El arrabal de ‘la Joya’ es un suburbio perdido, un territorio con sus propias leyes, sus propias formas de vida y sus propias miserias, que se extiende a lo largo de un escenario privilegiado donde es posible disfrutar de las mejores vistas y de los mejores aires de la ciudad. El esplendor del paisaje se impone en medio de una capa de decadencia que lo envuelve todo.
Para llegar hay que atravesar la calle del Reducto y torcer hacia el norte, hacia la esquina de la calle de Chamberí, que en otro tiempo fue la avenida principal del barrio y hoy es un camino fantasma sembrado de postes de la luz, zapatos viejos, solares abandonados y casas decadentes. Basta recorrer los primeros metros de la calle de Chamberí para comprender que estás en otro lugar, tal vez en otra época.
El barrio
A la izquierda, detrás de una tapia venida a menos, aparece un improvisada cochera donde sobresale la cabeza de un caballo inquieto rodeado de niños. Hasta los niños parecen distintos en esta latitud. Son niños primitivos del color de la tierra; niños que te miran con descaro, niños que galopan por las cuestas a lomos de dos exóticos ponis como jinetes de la apocalipsis.
La calle de Chamberí sigue siendo la más habitada del barrio. Hay ropa tendida en las puertas, antenas parabólicas en las terrazas y no faltan los aparatos de aire acondicionado que tanto auge han tomado en los últimos tiempos.

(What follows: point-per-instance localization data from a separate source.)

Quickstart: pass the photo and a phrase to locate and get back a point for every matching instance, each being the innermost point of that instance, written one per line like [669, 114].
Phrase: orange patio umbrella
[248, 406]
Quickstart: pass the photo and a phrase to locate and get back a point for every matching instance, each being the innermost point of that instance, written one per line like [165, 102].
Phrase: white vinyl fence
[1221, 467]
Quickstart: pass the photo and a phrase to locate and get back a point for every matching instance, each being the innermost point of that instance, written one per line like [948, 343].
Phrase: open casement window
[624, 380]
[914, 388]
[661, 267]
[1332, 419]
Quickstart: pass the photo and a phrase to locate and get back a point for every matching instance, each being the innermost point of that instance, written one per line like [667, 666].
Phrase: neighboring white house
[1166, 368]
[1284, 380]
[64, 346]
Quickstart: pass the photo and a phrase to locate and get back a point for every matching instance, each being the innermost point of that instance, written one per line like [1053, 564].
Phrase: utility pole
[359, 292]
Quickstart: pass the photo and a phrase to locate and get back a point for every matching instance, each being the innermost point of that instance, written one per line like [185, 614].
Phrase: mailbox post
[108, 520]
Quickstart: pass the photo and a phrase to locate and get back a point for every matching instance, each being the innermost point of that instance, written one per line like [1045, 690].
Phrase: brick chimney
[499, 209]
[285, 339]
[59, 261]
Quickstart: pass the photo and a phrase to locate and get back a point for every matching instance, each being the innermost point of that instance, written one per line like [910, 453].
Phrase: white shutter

Subiendo la cuesta se llega hasta la verja donde empieza la finca donde se encuentra el centro de rescate de la fauna sahariana, un territorio en propiedad del Estado donde hace quince años el Consejo Superior de Investigaciones Científicas rescató un viejo jardín árabe; es un escenario bucólico de una belleza sencilla que se multiplica en medio de aquel paraje tan rico en contrastes.
El barrio llega hasta los mismos pies del cerro de San Joaquín, donde es posible encontrarse con una cabra pastando en la puerta de una casa o con el esqueleto de un coche que hace años pasó a mejor vida. Por las tardes, estas cuestas de sol y polvo se llenan de chiquillos que toman las calles con la misma sensación de libertad que lo hacíamos hace cincuenta años. Los sábados, siempre hay fiesta y algún vecino que saca los altavoces a la puerta y comparte su música con todo el barrio, sin límite de volumen, con la tranquilidad que da el saber que la policía no suele llegar tan lejos y que las normas de convivencia de la ciudad no tienen nada que hacer en su territorio.